May 9 (UPI) -- Sucralose, the artificial sweetener in Splenda, has been found to be safe and not cancer causing, according to the European Food Safety Authority, or EFSA.
The EFSA's findings reject previous allegations made by the Ramazzini Institute, a small Italian laboratory, which stated that mice studies they conducted showed sucralose caused cancer.
In 2013, food advocates downgraded Splenda from "safe" to "caution" because of a study conducted at the Ramazzini Institute.
While that study and another conducted in 2015 linked sucralose to a higher risk for leukemia -- based on experiments where levels of the sweetener were fed to mice that were thousands of times higher than a person would consume -- a 2016 analysis of studies, which was funded by Splenda creator McNeil Nutritionals, suggested the sweetener is safe at normal consumption levels.
EFSA found several issues with the Ramazzini study, including the use of an unconventional design leading to inconclusive, unreliable results and were unable to prove any probable effect of sucralose on tumor development.
They also found that reliable data interpretation was compromised and the conclusions drawn were not supported by data.
The Ramazzini Institute has been criticized in the past for not complying with recognized research standards in its sweetener studies.

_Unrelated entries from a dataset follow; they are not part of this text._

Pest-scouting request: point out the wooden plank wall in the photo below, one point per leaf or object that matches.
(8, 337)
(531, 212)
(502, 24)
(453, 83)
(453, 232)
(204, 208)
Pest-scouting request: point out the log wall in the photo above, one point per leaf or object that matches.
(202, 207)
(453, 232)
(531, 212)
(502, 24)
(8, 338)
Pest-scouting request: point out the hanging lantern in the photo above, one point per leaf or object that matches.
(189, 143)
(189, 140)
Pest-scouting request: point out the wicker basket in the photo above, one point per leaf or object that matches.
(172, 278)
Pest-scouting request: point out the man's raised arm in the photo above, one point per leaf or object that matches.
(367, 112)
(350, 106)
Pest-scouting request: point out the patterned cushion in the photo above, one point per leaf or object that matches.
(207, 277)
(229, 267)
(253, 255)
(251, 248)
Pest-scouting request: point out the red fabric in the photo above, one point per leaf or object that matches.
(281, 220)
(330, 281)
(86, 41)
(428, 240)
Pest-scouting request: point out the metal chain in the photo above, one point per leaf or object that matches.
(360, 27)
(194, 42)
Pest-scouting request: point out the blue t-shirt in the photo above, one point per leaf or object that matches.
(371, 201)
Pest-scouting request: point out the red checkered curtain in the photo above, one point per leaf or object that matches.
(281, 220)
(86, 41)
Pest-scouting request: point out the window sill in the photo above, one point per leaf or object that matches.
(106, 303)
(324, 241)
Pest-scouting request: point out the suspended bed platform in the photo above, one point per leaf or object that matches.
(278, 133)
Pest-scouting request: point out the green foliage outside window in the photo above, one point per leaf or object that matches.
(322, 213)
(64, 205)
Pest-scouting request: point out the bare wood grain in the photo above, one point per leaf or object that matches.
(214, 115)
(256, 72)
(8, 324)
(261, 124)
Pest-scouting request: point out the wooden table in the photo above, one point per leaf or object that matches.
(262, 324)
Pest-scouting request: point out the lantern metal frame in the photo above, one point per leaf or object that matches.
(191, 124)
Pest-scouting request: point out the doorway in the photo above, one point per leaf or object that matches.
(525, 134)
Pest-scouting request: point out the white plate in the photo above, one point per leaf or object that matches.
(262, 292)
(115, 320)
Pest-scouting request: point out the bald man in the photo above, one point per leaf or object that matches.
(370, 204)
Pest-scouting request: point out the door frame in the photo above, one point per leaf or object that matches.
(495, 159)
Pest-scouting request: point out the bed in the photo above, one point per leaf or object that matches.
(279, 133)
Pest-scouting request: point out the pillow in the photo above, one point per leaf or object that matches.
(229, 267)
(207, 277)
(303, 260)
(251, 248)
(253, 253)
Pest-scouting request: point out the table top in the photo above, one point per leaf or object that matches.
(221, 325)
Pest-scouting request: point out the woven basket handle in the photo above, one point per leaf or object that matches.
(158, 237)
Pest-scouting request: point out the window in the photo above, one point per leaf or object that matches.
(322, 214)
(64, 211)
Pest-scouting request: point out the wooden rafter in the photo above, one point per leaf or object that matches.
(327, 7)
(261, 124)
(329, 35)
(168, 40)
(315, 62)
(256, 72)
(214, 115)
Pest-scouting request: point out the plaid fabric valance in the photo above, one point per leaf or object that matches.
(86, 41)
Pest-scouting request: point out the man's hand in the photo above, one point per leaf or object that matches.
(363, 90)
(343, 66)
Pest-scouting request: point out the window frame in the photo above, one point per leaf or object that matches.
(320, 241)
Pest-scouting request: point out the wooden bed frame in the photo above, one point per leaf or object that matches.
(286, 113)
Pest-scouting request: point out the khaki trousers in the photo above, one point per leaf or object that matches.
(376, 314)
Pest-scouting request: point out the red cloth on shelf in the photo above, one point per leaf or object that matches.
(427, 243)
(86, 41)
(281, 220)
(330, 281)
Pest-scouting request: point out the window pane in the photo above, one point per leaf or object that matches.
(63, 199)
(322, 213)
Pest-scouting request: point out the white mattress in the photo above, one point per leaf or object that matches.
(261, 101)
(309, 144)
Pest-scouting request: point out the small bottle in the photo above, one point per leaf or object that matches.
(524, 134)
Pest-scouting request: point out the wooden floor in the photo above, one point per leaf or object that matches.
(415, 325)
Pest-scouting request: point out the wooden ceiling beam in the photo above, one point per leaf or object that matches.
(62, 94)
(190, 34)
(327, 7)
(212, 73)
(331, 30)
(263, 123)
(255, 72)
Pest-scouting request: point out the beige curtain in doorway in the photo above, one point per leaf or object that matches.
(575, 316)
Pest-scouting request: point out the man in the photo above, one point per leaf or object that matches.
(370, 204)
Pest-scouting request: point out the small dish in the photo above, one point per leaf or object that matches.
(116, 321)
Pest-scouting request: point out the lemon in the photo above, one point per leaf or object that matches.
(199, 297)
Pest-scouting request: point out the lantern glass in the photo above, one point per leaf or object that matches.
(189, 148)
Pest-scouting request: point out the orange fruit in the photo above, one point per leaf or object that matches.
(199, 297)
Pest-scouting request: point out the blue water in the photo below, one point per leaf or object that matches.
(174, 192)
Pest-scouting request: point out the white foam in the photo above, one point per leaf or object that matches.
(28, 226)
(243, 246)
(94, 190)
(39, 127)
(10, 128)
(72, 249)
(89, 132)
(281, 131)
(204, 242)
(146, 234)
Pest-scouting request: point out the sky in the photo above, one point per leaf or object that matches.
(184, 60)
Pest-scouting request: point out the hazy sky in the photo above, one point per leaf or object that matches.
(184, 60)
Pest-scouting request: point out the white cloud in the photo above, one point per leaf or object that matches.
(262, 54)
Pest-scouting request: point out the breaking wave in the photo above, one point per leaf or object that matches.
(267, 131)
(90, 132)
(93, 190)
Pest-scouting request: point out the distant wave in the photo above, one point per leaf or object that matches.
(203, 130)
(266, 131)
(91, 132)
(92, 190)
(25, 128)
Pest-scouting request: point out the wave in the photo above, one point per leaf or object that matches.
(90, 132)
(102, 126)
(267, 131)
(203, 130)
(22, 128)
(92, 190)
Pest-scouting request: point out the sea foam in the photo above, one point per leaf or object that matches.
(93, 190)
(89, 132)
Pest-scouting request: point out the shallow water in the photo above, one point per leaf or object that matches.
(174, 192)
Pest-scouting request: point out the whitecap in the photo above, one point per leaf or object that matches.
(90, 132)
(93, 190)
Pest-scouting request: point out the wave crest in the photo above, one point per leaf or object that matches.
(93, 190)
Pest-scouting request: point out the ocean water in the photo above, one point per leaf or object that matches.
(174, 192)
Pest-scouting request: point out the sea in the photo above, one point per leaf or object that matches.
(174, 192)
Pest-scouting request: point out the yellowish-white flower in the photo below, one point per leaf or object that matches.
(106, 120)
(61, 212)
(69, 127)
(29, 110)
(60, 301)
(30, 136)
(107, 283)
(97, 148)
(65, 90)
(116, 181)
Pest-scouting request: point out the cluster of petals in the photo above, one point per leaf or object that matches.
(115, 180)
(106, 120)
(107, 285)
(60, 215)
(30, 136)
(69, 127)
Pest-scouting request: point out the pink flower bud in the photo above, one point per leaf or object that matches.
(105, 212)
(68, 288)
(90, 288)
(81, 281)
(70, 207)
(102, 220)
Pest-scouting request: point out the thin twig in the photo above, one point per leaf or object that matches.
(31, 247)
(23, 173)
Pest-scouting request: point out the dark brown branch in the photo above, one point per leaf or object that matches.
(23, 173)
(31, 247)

Members of the U.S. Congress have also expressed concerns related to funding of the Ramazzini lab, which they suggest does not adequately meet scientific integrity standards.
The safety of sucralose has been demonstrated by a large number of researchers, including the U.S. Food and Drug Administration, or FDA, and other regulatory agencies, with more than 110 scientific studies designed and conducted to meet the recommended research programs set by expert health authorities investigating the safety of new food ingredients.